Take the long labours of Rangitaane's young men and women who spent three years cutting tracks, 110km of them in sometimes atrocious weather, opening the way for the trap lines marking Pukaha's line in the sand between predators and paradise.

North Island brown kiwi
leaving their mark at
Pukaha Mt Bruce
Kaka were the first to return home, in 196. The first six kokako were released in July 2003. Then, in December the same year, six adult kiwi. Today, 11 kiwi range the hills behind the visitor centre, the offspring of captive breeding efforts in the early 2000s at Rainbow Springs and Otorohanga and other centres. Last season, two kiwi set up nest burrows barely five metres from the Centre's busiest tracks.
There is no fence around Pukaha, and that's down to a philosophy as much as any practical consideration. Pukaha sets out to prove a point, says DOC Wairarapa Area Manager Derrick Field: "On the mainland, you need to be able to control pests forever, and simply fencing them out doesn't achieve that. We wanted to demonstrate that it could be done."

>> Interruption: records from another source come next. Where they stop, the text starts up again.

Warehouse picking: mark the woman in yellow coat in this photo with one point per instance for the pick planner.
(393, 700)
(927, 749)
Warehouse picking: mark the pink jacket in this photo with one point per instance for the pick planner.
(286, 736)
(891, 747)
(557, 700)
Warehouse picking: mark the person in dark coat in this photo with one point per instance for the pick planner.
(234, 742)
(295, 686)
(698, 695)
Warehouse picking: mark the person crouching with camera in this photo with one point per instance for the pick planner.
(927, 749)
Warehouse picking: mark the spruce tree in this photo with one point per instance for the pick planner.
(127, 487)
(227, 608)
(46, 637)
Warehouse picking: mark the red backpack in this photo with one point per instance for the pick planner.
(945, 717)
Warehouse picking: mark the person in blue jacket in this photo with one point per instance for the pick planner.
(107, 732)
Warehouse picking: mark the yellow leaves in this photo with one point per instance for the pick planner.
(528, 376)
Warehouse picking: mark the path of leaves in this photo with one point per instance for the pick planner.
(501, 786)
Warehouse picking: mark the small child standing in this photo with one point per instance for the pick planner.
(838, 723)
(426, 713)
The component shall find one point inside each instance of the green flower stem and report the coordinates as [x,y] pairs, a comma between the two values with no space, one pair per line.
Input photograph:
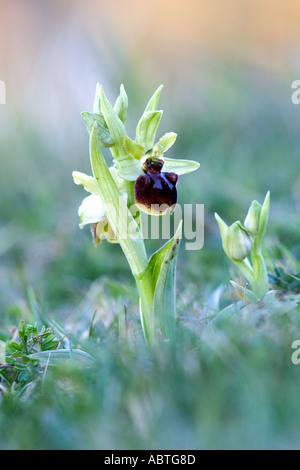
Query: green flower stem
[260,284]
[245,268]
[146,293]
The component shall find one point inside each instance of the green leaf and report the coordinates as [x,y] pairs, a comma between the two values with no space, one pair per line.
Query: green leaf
[121,104]
[103,133]
[147,127]
[163,265]
[122,222]
[244,293]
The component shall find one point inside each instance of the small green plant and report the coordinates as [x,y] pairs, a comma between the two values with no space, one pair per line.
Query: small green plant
[241,240]
[20,363]
[140,178]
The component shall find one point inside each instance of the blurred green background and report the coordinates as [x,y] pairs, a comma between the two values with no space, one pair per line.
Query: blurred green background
[227,69]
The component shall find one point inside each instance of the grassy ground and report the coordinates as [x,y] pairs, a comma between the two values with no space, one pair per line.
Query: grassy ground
[236,389]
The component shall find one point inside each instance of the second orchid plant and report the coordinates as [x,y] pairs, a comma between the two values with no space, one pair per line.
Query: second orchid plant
[139,178]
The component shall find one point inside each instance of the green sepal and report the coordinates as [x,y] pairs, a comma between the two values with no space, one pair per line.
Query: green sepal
[147,127]
[244,293]
[180,166]
[121,104]
[167,140]
[163,265]
[134,149]
[103,133]
[121,221]
[153,102]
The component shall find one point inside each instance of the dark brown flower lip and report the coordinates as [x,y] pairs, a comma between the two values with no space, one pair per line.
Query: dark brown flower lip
[155,191]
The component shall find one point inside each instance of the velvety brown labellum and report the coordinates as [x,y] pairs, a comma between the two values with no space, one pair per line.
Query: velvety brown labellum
[155,191]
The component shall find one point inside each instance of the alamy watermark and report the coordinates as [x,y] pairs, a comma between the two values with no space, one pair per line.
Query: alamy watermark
[2,92]
[296,94]
[156,228]
[295,358]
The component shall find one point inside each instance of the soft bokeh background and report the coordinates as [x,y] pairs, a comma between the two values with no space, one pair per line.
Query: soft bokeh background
[227,68]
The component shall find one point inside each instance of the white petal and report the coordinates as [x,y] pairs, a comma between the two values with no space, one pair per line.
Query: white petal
[91,211]
[88,182]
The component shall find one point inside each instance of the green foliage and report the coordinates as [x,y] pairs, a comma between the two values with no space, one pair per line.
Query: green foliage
[20,365]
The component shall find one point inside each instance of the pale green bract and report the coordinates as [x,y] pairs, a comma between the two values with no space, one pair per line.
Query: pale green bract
[108,208]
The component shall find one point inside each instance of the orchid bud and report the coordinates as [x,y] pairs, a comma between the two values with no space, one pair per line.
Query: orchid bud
[252,219]
[155,192]
[237,242]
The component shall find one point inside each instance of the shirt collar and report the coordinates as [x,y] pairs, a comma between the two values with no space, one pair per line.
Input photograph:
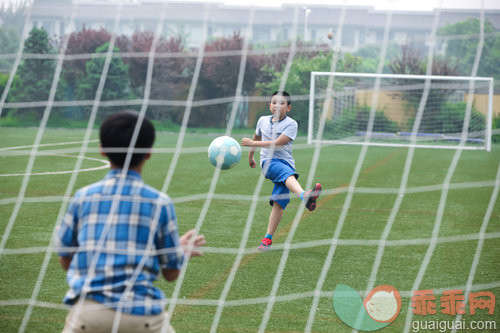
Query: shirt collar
[271,120]
[117,172]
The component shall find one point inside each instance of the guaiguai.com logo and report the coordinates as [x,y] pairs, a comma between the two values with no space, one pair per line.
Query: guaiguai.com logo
[380,307]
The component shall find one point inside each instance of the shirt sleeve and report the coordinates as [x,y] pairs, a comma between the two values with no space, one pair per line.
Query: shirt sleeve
[67,230]
[258,129]
[168,239]
[291,130]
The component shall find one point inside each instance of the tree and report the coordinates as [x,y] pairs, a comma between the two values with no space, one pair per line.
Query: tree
[462,40]
[298,81]
[34,76]
[117,85]
[83,42]
[171,75]
[219,78]
[440,116]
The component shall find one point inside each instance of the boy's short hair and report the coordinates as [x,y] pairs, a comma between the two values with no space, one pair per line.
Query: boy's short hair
[283,94]
[116,132]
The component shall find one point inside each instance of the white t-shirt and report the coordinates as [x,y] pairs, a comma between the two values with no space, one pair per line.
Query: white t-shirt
[269,131]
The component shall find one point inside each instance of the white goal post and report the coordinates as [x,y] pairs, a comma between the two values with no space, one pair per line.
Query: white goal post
[401,110]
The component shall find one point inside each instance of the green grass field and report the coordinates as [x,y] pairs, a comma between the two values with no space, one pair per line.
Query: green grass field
[472,186]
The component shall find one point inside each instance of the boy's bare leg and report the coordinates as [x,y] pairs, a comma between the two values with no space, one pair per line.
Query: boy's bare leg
[274,218]
[293,185]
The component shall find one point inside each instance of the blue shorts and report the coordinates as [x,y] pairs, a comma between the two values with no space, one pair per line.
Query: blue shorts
[278,172]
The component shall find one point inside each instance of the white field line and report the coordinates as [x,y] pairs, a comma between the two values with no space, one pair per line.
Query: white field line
[245,301]
[449,175]
[242,197]
[281,247]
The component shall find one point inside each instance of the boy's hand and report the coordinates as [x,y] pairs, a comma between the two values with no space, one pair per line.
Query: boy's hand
[198,241]
[252,162]
[247,142]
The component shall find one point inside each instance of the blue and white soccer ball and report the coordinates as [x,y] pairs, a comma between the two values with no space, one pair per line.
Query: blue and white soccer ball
[224,151]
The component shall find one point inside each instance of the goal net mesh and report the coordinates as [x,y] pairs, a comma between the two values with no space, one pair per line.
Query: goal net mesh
[393,103]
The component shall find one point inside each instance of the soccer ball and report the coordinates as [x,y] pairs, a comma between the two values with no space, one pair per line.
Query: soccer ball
[224,151]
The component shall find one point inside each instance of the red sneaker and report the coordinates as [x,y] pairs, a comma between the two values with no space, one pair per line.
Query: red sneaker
[311,196]
[265,244]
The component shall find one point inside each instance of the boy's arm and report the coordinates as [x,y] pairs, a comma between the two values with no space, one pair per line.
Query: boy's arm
[251,153]
[280,141]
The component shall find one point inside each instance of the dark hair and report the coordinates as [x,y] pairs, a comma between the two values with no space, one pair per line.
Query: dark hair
[117,131]
[283,94]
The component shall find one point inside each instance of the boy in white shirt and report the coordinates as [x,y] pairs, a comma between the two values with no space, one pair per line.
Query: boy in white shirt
[275,134]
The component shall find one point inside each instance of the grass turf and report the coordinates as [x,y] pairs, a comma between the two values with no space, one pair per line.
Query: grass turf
[223,226]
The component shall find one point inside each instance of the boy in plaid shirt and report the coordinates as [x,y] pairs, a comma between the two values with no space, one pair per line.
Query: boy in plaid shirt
[121,233]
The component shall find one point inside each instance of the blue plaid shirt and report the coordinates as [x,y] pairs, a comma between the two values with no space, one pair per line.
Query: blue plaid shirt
[130,225]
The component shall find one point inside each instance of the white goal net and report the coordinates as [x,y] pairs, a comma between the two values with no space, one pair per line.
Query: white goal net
[203,69]
[405,110]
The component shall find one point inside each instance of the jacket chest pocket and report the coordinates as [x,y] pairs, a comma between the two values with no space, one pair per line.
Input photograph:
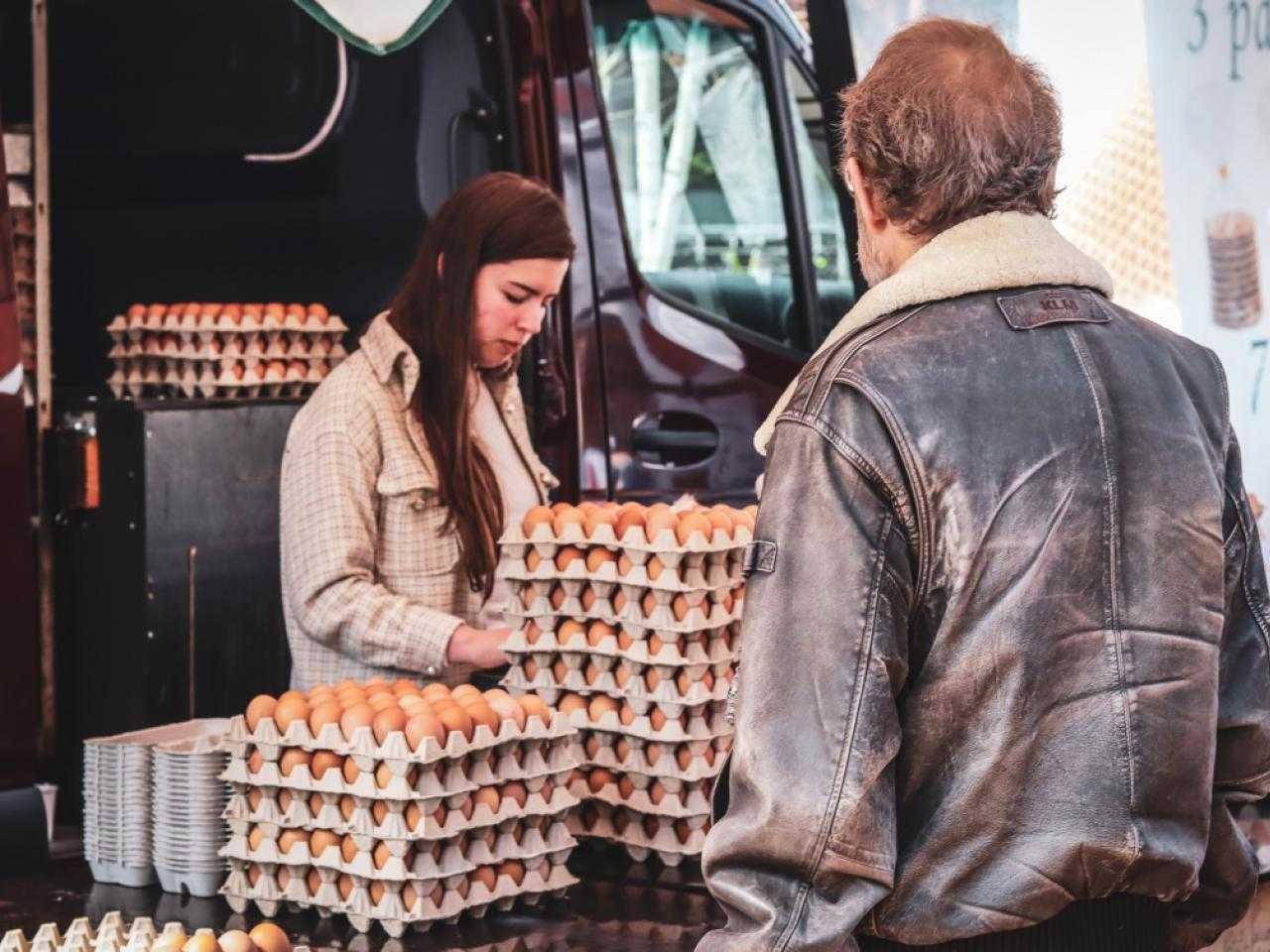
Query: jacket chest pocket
[412,536]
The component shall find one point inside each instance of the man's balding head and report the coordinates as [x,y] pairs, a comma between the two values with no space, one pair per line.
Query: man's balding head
[951,125]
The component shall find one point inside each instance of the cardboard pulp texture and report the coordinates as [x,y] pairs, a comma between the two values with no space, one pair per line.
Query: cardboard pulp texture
[191,352]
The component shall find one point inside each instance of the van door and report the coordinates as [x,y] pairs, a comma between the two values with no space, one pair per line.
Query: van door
[715,235]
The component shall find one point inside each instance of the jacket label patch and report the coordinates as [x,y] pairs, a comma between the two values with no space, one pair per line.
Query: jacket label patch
[760,557]
[1052,306]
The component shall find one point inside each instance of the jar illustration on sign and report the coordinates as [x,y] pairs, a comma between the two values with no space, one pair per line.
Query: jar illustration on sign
[1232,257]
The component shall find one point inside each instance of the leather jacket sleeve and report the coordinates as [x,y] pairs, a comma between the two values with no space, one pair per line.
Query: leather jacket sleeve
[807,846]
[1241,769]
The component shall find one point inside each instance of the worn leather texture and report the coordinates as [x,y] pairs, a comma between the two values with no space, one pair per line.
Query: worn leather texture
[1007,644]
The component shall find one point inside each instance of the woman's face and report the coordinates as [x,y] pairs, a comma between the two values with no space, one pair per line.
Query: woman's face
[509,302]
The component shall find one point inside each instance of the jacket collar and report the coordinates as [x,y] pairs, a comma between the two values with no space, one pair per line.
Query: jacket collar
[997,250]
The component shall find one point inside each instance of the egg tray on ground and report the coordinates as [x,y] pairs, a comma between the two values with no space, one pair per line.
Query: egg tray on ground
[634,542]
[208,384]
[436,779]
[690,575]
[185,322]
[545,880]
[525,838]
[601,820]
[645,763]
[394,828]
[667,693]
[548,615]
[395,751]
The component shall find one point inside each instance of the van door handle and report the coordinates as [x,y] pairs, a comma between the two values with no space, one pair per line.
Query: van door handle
[675,438]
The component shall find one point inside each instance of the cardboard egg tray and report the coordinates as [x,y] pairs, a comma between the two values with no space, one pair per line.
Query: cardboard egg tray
[547,796]
[395,751]
[536,601]
[470,897]
[672,842]
[667,694]
[634,542]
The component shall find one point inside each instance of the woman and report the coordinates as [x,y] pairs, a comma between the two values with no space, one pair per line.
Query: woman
[411,458]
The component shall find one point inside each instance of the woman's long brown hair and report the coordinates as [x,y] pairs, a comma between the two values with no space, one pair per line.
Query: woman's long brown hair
[498,217]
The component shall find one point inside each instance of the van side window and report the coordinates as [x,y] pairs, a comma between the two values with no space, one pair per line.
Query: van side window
[830,258]
[697,164]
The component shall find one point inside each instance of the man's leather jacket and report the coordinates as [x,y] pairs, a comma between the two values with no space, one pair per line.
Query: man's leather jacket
[1005,636]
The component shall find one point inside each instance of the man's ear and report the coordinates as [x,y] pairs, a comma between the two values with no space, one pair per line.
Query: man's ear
[866,198]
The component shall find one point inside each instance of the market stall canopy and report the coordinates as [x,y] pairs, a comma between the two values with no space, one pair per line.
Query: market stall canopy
[381,27]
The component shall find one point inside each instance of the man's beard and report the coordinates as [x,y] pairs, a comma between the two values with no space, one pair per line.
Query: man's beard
[874,263]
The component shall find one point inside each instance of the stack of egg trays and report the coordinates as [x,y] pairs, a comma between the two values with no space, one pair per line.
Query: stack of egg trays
[540,756]
[695,665]
[223,350]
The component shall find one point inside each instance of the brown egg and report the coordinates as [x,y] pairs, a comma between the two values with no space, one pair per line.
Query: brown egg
[627,521]
[254,838]
[598,557]
[535,707]
[270,938]
[345,887]
[535,517]
[567,516]
[598,631]
[567,556]
[262,706]
[570,631]
[599,706]
[290,838]
[293,758]
[454,719]
[489,796]
[348,848]
[354,717]
[425,725]
[294,708]
[321,762]
[598,778]
[236,941]
[321,841]
[680,606]
[350,771]
[388,721]
[693,524]
[382,855]
[658,521]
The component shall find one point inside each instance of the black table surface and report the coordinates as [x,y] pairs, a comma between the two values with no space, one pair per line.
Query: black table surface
[617,906]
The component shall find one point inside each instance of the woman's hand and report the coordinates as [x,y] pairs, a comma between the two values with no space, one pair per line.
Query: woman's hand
[477,647]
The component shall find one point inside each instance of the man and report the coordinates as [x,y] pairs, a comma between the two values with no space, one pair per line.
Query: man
[1005,662]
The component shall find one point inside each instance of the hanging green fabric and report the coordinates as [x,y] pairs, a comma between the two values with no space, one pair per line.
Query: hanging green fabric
[379,27]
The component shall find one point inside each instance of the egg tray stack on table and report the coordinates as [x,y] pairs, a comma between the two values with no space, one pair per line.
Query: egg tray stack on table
[399,805]
[216,350]
[626,620]
[111,936]
[153,803]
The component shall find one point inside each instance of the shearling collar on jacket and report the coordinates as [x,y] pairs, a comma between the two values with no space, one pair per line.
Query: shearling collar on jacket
[997,250]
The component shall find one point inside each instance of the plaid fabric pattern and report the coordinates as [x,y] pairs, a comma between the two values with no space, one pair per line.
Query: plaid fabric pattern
[371,585]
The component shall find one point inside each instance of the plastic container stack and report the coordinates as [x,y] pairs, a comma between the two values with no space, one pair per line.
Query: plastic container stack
[626,620]
[216,350]
[187,805]
[127,805]
[398,805]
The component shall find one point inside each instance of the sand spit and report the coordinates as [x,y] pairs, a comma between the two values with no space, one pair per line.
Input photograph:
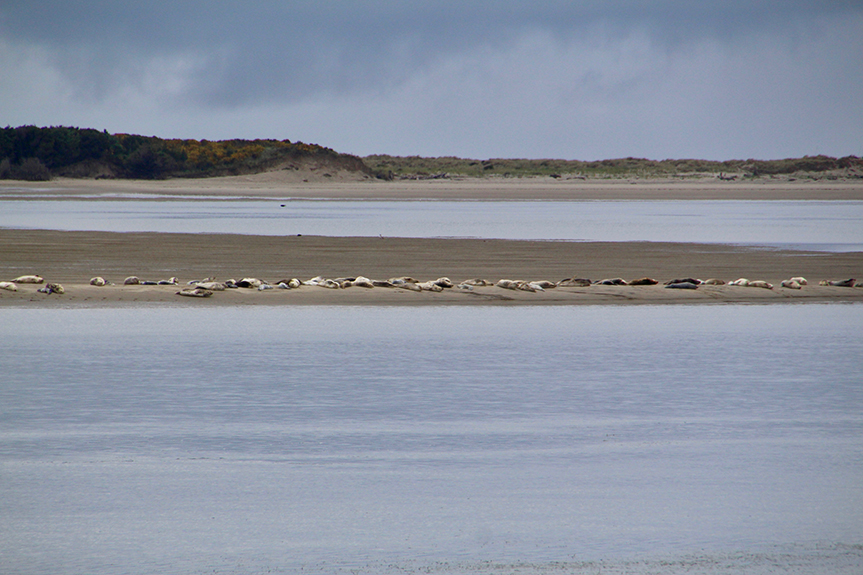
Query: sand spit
[74,258]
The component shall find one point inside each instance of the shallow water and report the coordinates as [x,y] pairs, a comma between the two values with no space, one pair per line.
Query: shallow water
[383,440]
[818,225]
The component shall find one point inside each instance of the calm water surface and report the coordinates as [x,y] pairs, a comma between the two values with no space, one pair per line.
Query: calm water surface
[821,225]
[390,440]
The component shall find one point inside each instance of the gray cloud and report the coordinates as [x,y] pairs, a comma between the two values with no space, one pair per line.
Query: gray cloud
[568,79]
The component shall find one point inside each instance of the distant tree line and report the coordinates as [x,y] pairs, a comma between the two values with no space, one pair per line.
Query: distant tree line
[416,167]
[32,153]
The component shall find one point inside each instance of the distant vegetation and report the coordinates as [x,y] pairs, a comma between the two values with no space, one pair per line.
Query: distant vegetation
[415,167]
[31,153]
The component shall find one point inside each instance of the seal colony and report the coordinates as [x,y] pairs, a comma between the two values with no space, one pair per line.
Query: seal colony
[481,289]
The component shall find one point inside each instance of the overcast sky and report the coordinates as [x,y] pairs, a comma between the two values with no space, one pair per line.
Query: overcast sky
[584,80]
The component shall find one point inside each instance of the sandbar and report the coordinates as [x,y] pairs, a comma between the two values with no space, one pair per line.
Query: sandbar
[72,258]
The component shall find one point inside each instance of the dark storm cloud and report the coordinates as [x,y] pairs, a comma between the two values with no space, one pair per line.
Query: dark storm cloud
[257,52]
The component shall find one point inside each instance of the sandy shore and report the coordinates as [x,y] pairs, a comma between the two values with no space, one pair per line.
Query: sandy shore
[72,258]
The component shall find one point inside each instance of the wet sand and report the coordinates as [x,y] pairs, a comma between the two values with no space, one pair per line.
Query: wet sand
[72,258]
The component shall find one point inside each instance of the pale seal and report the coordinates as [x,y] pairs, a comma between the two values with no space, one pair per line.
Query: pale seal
[429,286]
[195,292]
[682,285]
[574,282]
[250,283]
[52,288]
[212,286]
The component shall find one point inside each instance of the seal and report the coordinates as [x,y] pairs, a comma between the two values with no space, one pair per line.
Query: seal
[195,292]
[250,283]
[430,285]
[574,282]
[52,288]
[682,285]
[292,283]
[478,282]
[212,286]
[29,279]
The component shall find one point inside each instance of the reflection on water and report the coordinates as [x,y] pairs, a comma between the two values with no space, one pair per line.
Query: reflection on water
[384,440]
[826,226]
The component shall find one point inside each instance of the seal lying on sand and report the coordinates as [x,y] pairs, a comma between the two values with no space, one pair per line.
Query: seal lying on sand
[479,282]
[574,282]
[195,292]
[250,283]
[430,286]
[52,288]
[211,285]
[292,283]
[682,285]
[29,279]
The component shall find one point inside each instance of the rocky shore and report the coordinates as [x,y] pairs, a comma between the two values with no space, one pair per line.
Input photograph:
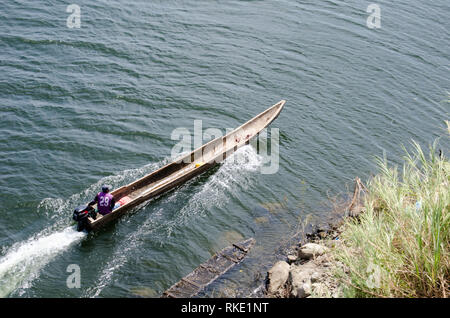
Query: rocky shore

A vision still more precious, says Tony Silbery, is the prospect of kiwi living within the wider world, safe. "The day when a kiwi sets up a territory outside the reserve, I'll be chuffed. I can't wait till I'm up there one night and I see a bird trotting across a neighbour's property; I'll be on the phone to them the next day."
Meanwhile, Bob Francis - now chairman of the Pukaha Mt Bruce Board - is making sure the bills get paid and the traps keep getting set:"We have funding in place now for the next five years and we're also building a capital fund - we're up to close on $200,000 in that - which we'll be using beyond that five-year period."

Testing stoat trapping methods at
Pukaha Mt Bruce
There are plans galore - new funding, education, a new visitor centre, conservation training programmes for young people emphasising mainland restoration. Partnerships with Rangitaane (Tony likens it to the confluence of the Clutha and the Shotover), District and Regional Councils which continue the pest control beyond Pukaha's bounds, with business (the Tui Brewery down the road chipped in $275,000), with schools, with Trade and Enterprise New Zealand, and with those hectare-sponsors from suburbs all over the country.
"The thing about Pukaha," says Tony, "is that it's about rebuilding as much as restoration." For Rangitaane, their young people get a glimpse of their spiritual estate, the earth their ancestors walked on. For Bob Francis, it's a new life after 21 years of mayoral office. For Derrick Field, it's a centre of learning: "A place where we'll encourage people to come and learn about mainland restoration - a centre for research."
For the people that pull off SH 2, it's a chance to hear that chorus again, lost to five generations. And an encore by our namesake, our national likeness. Pukaha is reaquainting us with our kiwi.